Появление «Русской тетради» совпало с возникновением того течения в советской музыке, которое было наименовано «Новая фольклорная волна». В предыдущее десятилетие, в пору первой робкой оттепели молодые советские композиторы жадно набросились на просачивавшиеся сквозь отверстия в железном занавесе авангардистские приемы письма, которые могли бы, как им верилось, увести их от насильно насаждавшегося традиционного мышления и его атрибутов — функциональной гармонии, квадратных структур, неменяющихся размеров. Новые техники, среди которых доминировала додекафонно-серийная, однако, не сделали этих авторов оригинальными. Но когда неудовлетворенные молодые композиторы (это случалось, главным образом, в годы консерваторской учебы, но продолжалось и позднее) отправились в фольклорные экспедиции (которые возглавлялись, как правило, горячим энтузиастом и знатоком своего дела), они вдруг обнаружили, что искомые ими новые средства выражения уже давно существуют, и прежде всего — в старых, архаических слоях народного творчества. Господствовавшее мнение, что вся фольклорная руда переплавлена классиками, оказалось неверным. Талантливейшие композиторы — среди российских Р. К. Щедрин, Б. И. Тищенко, С. М. Слонимский, Л. А. Пригожий и другие, воспользовавшись драгоценными залежами, эффективно обогатили фонды современной музыки. Для некоторых, однако, самобытные песенные и инструментальные образцы оставались экзотикой. Гаврилин же, как уже замечалось, освоил их давным-давно. На народном языке он говорил, далеко уходя от догм, свободно, о чем хотел. Отстоявшиеся интонационные формулы он преображал настолько, что узнать их в смелых и сложных звуковых построениях становилось трудно. Ему фольклорные экспедиции были вроде бы ни к чему, но он охотно участвовал в них: было интересно, как поют и играют в иных, близких и далеких от Вологодской, областях.

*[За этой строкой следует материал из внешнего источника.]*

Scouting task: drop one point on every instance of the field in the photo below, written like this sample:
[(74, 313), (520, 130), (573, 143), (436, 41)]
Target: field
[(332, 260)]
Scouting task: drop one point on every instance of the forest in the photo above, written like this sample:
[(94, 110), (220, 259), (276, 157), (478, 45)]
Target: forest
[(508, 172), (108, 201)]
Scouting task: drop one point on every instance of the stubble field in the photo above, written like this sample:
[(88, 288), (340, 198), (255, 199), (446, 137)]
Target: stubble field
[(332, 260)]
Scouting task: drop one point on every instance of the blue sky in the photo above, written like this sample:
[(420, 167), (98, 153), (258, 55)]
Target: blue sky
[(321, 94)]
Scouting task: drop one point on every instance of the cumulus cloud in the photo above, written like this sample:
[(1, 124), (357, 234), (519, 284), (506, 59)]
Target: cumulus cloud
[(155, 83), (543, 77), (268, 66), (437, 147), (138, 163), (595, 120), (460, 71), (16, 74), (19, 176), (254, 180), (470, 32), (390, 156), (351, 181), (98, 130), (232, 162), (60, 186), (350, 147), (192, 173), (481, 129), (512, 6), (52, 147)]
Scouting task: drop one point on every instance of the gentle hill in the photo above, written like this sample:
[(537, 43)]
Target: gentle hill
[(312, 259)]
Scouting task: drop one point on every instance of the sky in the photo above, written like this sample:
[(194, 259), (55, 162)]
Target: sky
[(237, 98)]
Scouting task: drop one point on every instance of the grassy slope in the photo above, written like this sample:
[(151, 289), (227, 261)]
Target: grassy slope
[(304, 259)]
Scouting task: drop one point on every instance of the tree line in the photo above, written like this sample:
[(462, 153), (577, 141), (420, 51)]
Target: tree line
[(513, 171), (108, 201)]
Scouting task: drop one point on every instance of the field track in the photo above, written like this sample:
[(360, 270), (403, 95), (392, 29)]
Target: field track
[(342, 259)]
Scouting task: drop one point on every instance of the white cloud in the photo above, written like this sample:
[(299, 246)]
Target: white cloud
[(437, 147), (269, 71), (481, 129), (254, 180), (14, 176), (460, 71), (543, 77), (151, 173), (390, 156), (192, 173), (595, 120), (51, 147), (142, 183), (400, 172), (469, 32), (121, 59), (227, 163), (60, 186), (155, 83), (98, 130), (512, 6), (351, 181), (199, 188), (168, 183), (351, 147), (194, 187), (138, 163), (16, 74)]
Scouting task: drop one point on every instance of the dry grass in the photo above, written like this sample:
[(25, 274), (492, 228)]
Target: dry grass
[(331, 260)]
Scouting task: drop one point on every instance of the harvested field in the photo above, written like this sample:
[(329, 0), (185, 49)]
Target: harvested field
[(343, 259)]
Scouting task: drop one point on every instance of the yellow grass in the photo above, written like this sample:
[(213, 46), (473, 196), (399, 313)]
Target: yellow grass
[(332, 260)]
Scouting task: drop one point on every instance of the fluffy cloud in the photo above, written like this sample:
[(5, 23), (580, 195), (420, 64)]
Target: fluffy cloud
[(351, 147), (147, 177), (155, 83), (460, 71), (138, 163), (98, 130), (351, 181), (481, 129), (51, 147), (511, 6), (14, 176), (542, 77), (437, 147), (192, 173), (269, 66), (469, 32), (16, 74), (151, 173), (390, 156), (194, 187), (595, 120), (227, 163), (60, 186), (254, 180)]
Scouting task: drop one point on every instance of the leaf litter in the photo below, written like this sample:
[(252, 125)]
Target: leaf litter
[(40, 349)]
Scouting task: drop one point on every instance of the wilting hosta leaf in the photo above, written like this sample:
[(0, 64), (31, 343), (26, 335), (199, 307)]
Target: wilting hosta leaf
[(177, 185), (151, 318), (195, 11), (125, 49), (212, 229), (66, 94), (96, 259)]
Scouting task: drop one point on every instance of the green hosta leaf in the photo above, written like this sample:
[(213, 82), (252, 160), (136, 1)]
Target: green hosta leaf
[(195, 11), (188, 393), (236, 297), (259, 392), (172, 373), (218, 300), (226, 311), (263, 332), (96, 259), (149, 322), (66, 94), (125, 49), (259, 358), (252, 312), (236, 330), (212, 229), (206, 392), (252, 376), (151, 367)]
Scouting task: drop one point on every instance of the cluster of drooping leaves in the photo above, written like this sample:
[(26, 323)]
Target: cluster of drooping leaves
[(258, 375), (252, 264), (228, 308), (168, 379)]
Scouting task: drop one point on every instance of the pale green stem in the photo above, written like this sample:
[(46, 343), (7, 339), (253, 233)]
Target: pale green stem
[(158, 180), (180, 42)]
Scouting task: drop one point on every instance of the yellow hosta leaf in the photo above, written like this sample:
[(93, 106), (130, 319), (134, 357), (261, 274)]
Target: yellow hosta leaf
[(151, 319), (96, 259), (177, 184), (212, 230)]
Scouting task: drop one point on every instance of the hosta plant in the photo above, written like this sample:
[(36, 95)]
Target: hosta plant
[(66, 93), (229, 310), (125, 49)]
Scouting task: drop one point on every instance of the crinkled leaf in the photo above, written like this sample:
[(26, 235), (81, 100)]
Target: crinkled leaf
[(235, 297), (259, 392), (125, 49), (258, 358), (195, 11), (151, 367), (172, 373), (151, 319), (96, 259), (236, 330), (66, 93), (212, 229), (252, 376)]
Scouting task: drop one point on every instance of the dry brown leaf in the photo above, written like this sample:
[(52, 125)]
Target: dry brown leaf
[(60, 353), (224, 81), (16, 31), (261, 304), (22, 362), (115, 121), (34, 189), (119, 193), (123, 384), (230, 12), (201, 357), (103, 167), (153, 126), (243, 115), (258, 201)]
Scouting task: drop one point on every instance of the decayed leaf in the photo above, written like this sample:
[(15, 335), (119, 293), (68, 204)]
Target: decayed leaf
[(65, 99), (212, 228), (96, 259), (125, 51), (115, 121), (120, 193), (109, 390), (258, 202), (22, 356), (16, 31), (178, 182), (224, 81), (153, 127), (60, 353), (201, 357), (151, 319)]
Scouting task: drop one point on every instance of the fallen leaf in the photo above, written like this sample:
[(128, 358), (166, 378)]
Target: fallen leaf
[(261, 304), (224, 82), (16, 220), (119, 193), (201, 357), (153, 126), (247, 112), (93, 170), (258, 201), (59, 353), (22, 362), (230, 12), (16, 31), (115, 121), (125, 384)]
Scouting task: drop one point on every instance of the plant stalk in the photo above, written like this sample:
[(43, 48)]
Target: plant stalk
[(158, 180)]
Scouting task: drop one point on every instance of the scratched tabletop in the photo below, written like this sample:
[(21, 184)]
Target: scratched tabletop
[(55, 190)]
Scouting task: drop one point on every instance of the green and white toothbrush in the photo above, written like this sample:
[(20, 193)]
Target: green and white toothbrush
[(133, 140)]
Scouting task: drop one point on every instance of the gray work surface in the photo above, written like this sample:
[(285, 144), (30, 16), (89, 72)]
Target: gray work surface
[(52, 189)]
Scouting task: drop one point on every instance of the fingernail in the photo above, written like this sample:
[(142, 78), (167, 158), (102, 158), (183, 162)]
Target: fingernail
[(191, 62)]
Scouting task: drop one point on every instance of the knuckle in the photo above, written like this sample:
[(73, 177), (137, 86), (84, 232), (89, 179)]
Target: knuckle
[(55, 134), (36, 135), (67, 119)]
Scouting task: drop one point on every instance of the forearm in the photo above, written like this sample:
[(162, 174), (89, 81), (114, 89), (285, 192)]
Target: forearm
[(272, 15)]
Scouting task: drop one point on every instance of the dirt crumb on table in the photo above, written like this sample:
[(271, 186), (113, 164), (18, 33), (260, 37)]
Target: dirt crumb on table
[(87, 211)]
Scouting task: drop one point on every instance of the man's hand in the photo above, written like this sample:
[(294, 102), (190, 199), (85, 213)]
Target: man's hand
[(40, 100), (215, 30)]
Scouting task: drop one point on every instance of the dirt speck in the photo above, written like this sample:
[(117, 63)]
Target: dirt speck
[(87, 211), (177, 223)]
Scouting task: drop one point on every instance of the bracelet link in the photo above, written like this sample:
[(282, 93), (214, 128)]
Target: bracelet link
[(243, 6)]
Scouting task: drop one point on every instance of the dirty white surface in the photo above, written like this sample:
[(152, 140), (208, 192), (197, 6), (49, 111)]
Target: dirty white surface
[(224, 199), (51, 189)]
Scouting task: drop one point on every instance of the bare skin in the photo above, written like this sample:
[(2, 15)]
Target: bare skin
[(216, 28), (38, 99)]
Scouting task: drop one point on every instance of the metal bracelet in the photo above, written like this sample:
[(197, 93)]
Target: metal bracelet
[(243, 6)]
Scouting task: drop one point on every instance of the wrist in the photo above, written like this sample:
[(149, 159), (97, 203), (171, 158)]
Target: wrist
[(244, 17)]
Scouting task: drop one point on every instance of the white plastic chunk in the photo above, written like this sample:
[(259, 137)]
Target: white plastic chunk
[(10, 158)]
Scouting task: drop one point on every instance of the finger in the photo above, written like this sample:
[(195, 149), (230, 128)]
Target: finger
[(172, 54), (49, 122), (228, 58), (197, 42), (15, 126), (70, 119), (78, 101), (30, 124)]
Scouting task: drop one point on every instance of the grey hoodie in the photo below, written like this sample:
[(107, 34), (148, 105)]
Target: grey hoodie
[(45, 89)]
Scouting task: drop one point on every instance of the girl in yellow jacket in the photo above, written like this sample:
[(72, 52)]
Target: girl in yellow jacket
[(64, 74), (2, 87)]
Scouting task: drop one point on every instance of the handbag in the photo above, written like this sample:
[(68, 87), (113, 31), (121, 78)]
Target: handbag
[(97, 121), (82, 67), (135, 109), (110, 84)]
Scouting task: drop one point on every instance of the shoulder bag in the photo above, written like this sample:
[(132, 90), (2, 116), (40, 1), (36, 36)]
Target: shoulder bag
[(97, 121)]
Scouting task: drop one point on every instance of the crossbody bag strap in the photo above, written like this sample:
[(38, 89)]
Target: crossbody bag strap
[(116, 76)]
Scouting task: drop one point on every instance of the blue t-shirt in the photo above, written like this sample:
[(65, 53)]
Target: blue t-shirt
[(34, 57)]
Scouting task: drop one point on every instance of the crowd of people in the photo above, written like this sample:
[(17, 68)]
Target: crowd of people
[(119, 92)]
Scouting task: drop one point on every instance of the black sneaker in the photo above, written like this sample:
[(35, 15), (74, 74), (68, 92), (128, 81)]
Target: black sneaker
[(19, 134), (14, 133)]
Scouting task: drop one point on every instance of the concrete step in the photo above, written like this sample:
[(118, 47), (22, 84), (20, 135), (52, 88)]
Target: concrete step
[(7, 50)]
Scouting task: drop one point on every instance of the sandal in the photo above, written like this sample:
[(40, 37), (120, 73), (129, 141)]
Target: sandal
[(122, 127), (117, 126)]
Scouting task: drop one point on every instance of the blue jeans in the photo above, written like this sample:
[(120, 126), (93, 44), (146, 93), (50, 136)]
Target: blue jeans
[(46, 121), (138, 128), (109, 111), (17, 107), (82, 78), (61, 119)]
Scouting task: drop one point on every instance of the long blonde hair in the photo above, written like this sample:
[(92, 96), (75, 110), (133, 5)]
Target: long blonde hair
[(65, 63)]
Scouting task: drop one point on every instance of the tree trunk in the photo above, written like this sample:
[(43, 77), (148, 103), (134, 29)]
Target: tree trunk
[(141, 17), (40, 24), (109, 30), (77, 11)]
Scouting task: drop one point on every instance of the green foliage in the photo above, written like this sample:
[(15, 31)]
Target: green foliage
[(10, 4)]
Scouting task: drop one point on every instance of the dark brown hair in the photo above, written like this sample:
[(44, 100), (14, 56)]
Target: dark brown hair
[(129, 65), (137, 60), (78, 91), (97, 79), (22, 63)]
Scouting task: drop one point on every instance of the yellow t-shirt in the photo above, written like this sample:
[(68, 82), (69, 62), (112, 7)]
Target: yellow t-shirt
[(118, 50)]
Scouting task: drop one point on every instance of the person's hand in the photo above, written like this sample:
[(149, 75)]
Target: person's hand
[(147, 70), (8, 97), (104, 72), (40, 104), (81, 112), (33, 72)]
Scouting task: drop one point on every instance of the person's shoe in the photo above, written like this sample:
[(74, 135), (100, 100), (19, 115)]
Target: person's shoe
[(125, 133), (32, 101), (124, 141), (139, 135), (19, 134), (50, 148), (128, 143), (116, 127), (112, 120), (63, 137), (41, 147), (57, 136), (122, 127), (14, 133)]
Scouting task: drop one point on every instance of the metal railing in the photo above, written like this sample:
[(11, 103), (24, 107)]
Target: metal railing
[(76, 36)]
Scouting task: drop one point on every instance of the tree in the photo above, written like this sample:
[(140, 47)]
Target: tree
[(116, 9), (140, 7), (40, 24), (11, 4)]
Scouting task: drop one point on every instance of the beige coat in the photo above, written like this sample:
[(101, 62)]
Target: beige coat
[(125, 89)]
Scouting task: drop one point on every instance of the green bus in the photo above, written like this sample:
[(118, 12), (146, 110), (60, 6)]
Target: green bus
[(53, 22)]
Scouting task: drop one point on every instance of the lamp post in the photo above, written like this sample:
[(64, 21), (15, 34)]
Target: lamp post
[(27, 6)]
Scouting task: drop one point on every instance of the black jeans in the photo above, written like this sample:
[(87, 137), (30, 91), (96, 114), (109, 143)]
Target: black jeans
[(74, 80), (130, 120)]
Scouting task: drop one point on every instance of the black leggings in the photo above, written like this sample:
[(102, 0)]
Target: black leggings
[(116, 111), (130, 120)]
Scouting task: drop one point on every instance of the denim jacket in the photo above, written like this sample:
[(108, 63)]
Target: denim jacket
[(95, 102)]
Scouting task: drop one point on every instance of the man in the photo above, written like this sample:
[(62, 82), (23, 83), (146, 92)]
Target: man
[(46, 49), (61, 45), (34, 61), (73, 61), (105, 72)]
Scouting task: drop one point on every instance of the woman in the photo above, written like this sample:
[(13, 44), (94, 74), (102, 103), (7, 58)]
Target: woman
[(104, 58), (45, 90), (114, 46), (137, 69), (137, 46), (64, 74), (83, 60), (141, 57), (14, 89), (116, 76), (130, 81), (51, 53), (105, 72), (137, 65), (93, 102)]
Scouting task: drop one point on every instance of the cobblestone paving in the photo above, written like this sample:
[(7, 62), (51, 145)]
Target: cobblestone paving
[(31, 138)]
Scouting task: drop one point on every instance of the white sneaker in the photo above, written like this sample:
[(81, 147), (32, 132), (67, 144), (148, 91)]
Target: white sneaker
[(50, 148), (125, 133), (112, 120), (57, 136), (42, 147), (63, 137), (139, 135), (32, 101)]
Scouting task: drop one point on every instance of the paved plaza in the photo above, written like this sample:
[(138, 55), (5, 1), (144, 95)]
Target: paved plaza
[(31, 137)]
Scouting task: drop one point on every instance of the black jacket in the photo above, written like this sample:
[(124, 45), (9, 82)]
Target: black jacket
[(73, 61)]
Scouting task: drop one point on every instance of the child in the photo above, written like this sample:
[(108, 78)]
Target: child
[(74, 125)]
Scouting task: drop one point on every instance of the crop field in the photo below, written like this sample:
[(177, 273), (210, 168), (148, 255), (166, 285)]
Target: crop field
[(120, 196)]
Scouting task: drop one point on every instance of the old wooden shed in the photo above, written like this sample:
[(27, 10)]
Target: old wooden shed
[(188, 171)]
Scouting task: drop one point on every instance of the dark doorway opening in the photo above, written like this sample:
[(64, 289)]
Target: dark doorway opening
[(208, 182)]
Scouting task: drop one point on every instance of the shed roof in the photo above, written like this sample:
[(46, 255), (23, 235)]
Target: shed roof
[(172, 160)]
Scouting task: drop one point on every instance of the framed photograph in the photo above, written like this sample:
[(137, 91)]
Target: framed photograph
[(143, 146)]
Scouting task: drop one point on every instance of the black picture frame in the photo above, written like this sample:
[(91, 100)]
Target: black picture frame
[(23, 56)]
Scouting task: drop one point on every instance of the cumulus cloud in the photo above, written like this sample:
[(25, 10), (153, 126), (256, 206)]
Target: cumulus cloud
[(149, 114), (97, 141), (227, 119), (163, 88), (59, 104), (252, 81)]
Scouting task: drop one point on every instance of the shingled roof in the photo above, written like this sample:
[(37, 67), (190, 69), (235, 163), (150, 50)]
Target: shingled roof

«Русская тетрадь» тогда была притчей во языцех. Ее обсуждали, ею восторгались, о ней спорили. Довелось мне слышать и критические суждения. Одно из них высказывал видный знаток фольклора, живший тогда в Саратове и возглавлявший тамошнюю Консерваторию профессор Лев Львович Христиансен. Не поручусь за точность слов, но смысл их был таков: народность «Русской тетради» — какая-то сомнительная, не настоящая. В народной песне не встречается выражения острой сиюминутной боли — страдание объективизировано, словно бы разделено многими. Герои фольклора, даже обделенные судьбой, переживающие несчастье — люди нравственного здоровья. Героиня же гаврилинского цикла - чересчур экзальтированная, психически и морально ущербная. Каждое из приведенных тут суждений может быть оспорено, но я не стану вступать в запоздалую дискуссию с оппонентом, которого, увы, уже давно нет на свете. Выскажу лишь убеждение: когда рождается произведение столь свежее, наделенное такой силой художественного внушения, привычные критерии оценки могут оказаться для него застарелыми, узкими и должны, следовательно, быть пересмотрены. Ну, конечно же, народность «Русской тетради» далека от народности «Кубанских казаков» Пырьева (в фильме этом, по-моему, много хорошего, в частности, музыка Дунаевского — нужно только воспринимать картину не как быль, а как сказку), но она сродни народности, скажем, Шукшина. Она смыкается не столько с соцреализмом, сколько с сюрреализмом.
Вот, кстати, еще одно проявление новизны и нетрадиционности во взаимоотношениях Гаврилина с фольклором. Вопреки официально утвердившейся в советские времена точке зрения, что принадлежность к фольклору служит гарантией высшего художественного качества, каждый здравомыслящий человек должен был понимать, что народное, как и профессиональное, творчество представлено образцами разного достоинства, что наряду с несомненными шедеврами есть тут и примеры малооригинальные и откровенно слабые. Существуют и целые фольклорные пласты «низкой пробы», предусмотрительно именуемые «городской фольклор», «жестокий романс», «бытовая музыка». Нельзя сказать, чтобы композиторы ими пренебрегали, но использовали они их (больше и разнообразнее всех, наверное, Шостакович), как правило, с целью обличительной: утрируя в них комические черты, они осмеивали людские пороки — глупость, бескультурье, чванство и так далее, объединяемые обычно понятием «мещанство».
Гаврилин знал множество песен, романсов, частушек, прибауток невысокого пошиба и мог цитировать их часами. Но воспринимал и претворял он их совсем по-иному, нежели его предшественники. «Сижу, на рояле играю, играла и пела на нем...» - привел он как-то в беседе песенный текст. «И никогда, наверное, она этого рояля не видела, — говорил он о той, от лица которой тут пелось, — но ей так хочется красивой жизни и красивой любви! Стоит ли над этим потешаться?»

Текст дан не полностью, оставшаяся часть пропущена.